Friday, January 31, 2020

Liar, Liar....

I do not lie. Many (most?) people as they go through life, see lying is an easy way to get in or get out of something. While he may or may not have said it, Mark Twain is credited with the quote: "If you tell the truth, you don't have to remember anything" (meaning it's a lot harder trying to remember what you said to whom rather than just telling the truth where your story won't change).

How honest am I? I remember one day at work I spilled toner trying to install a new cartridge (that stuff is worse than glitter). No one was around, and I just could have left, but I didn't. I called the office and told them what I had done. Yes, I am that honest.

Through the years, I do remember telling my students early in the school year (using an appropriate facial expression and deep gravitas) that if they lied to me once and got caught, it would be a long time before I ever trusted them again. Along the way, that resulted often in my asking, "Did you do that?" The response was usually a meek, "Yes." And that solved a lot of problems that could have easily grown like Pinocchio's nose.

I have zero respect for liars. "By a lie, a man... annihiliates his dignity as a man." (Immanuel Kant). Is that so hard to understand? I ran into one former student who told me he had been in the army. I asked what his MOS (Military Occupational Specialty) had been. He didn't know what I meant. Bus-ted! Stolen valor? I learned he was a pathological liar and to trust nothing he said. Sad situation. 

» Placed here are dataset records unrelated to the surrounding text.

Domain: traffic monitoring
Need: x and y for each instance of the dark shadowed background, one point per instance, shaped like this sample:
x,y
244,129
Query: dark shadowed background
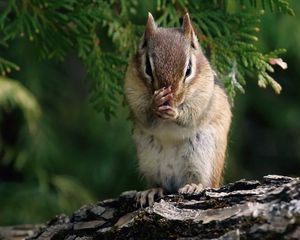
x,y
86,158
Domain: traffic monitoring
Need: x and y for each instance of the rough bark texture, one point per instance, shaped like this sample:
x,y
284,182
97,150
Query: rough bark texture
x,y
269,209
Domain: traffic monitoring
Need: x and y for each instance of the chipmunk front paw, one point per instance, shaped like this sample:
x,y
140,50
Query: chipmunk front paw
x,y
161,102
147,197
191,189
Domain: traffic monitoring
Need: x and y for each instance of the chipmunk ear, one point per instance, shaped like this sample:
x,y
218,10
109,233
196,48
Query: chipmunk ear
x,y
150,26
187,27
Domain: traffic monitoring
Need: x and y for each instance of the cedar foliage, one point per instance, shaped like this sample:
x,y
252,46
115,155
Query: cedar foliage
x,y
104,34
227,32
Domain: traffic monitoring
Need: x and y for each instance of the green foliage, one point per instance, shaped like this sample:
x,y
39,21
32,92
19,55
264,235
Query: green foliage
x,y
102,34
226,29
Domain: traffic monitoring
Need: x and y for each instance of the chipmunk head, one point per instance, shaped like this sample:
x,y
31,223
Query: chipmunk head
x,y
169,57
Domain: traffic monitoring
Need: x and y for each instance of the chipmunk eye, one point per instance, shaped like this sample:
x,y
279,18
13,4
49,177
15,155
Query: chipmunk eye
x,y
148,68
188,69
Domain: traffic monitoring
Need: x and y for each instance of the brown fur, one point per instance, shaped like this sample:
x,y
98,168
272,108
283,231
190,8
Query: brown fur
x,y
201,104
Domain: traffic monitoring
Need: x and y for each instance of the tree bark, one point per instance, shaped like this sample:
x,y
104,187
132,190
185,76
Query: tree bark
x,y
266,209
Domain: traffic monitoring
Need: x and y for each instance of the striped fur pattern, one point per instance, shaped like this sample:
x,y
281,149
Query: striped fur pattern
x,y
189,147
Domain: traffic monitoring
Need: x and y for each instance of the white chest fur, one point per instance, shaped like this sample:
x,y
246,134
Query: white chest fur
x,y
171,158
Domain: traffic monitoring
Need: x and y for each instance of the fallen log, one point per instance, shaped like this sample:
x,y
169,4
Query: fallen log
x,y
266,209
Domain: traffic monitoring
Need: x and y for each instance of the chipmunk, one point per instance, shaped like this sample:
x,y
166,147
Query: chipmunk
x,y
181,114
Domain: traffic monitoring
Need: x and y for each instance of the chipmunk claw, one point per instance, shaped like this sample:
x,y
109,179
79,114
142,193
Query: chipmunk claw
x,y
191,189
147,197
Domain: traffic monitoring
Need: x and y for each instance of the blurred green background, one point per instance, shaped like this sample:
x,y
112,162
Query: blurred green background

In school, I was known for my frequent truly-true "stories" (one girl once told me she thought I'd really be fun at a party because I was so random and know so much (fooled her, didn't I). From the student perspective, every story was time away from whatever we were doing. When a work we were reading reminded me of something in my past, I'd put down the book and begin.

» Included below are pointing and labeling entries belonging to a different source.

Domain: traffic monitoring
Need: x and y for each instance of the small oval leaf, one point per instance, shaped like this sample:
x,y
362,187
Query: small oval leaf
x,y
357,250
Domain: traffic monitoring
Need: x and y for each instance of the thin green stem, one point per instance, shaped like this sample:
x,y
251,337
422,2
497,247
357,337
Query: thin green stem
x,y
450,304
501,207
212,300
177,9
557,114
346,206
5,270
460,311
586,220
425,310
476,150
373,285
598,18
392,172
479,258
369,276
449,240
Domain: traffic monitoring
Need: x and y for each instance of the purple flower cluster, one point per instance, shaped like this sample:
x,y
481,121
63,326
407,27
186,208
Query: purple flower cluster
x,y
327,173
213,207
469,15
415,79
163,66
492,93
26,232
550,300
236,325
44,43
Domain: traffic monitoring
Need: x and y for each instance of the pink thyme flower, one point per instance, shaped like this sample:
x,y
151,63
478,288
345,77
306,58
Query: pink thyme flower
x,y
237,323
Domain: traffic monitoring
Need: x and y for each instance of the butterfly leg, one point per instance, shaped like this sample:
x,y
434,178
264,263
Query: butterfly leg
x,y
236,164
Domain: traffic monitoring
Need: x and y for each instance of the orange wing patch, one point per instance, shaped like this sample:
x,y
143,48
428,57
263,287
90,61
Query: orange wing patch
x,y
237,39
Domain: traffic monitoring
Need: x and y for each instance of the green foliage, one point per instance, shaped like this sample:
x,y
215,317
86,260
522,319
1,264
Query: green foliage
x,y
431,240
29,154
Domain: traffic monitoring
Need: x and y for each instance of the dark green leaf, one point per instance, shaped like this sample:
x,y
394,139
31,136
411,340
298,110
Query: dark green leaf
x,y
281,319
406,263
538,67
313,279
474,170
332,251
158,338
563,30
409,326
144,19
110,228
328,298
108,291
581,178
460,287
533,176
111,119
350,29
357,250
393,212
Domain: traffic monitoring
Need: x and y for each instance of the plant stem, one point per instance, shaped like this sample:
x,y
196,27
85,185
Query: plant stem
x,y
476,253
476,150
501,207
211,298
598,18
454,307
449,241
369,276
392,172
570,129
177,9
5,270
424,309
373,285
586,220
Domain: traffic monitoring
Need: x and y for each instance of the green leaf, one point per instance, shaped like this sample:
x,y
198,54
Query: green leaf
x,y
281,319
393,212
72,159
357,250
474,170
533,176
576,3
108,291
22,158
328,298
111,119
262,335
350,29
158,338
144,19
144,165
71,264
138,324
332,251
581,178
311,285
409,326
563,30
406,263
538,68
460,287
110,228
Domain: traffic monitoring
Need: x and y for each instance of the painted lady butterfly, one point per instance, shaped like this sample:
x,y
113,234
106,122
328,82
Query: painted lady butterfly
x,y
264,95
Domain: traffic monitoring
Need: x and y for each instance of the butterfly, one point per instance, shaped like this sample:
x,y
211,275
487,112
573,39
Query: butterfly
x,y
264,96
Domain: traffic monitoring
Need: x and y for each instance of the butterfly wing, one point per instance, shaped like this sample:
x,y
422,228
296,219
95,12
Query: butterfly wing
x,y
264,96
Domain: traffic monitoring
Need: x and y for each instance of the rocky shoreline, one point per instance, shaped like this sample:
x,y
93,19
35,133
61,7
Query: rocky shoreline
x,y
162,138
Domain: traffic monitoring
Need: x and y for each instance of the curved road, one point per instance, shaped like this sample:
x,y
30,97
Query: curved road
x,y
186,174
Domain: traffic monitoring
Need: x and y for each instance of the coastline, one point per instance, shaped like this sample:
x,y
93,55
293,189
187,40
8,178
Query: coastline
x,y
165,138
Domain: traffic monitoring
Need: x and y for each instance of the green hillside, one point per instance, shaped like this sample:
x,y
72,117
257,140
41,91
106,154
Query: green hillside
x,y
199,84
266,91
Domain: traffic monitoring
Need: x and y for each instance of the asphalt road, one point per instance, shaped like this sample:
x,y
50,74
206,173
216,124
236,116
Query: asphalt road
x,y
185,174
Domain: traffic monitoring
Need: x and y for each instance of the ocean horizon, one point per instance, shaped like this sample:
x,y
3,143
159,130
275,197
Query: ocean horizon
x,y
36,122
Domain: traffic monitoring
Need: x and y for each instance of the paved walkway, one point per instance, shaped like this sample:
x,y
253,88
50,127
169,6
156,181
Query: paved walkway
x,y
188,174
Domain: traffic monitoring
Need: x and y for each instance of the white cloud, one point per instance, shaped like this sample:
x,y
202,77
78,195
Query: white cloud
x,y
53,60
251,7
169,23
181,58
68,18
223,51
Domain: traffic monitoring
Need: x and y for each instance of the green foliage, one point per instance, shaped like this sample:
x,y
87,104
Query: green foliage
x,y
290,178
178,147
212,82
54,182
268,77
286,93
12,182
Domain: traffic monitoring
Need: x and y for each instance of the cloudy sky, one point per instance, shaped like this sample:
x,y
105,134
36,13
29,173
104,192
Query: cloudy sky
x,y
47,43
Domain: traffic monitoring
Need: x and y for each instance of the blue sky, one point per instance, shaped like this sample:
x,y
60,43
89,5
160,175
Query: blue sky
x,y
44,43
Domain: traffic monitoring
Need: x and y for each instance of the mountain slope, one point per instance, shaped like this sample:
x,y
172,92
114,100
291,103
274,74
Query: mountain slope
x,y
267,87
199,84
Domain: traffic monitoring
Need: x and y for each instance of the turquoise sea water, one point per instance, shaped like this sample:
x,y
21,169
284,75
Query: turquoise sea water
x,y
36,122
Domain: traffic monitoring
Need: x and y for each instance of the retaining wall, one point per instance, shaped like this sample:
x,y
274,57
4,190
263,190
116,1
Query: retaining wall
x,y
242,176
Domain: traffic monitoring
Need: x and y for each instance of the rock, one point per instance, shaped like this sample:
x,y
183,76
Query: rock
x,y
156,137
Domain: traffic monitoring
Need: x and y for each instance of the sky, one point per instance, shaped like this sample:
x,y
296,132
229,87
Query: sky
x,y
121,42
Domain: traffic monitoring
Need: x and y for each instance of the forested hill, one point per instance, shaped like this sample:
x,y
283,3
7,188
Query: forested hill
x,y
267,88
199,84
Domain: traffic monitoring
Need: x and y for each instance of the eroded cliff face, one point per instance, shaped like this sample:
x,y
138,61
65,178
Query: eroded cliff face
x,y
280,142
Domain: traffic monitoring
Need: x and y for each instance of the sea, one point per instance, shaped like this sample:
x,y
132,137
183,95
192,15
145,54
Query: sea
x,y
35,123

What they didn't know is virtually every story actually had a point that advanced and supported the school's Mission statement: "Together we challenge one another to develop and demonstrate the attitudes, skills, and knowledge essential to attaining excellence in self, family and community." (I added the Oxford comma just because, well, that's what I do.)

I had been where the kids were, but they haven't been where I was. I learned and grew through my experiences through the years and am pretty happy with the person I have become. I wanted them to know I was human and made mistakes along the way - that  I made decisions that I look back on and regret (but learned from).

Anyhow, telling the truth is difficult. I Googled 'truth,' and I was presented with a list of 1,540,000,000 hits. Truth is a major topic in philosophy and has been discussed for thousands of years. The Stanford Encyclopedia of Philosophy notes "the proble

Perhaps defining truth is much like Supreme Court's Justice Stweart Potter's famous comment regarding pornography: " I shall not today attempt further to define the kinds of material I understand to be embraced within that shorthand description["hard-core pornography'], and perhaps I could never succeed in intelligibly doing so. But I know it when I see it, and the motion picture involved in this case is not that." 

I can't accept people who lie. I am surprised by those who can and do on a daily basis.

Oops, this is getting too heady, so if you take anything away from this, it's "Tell the truth."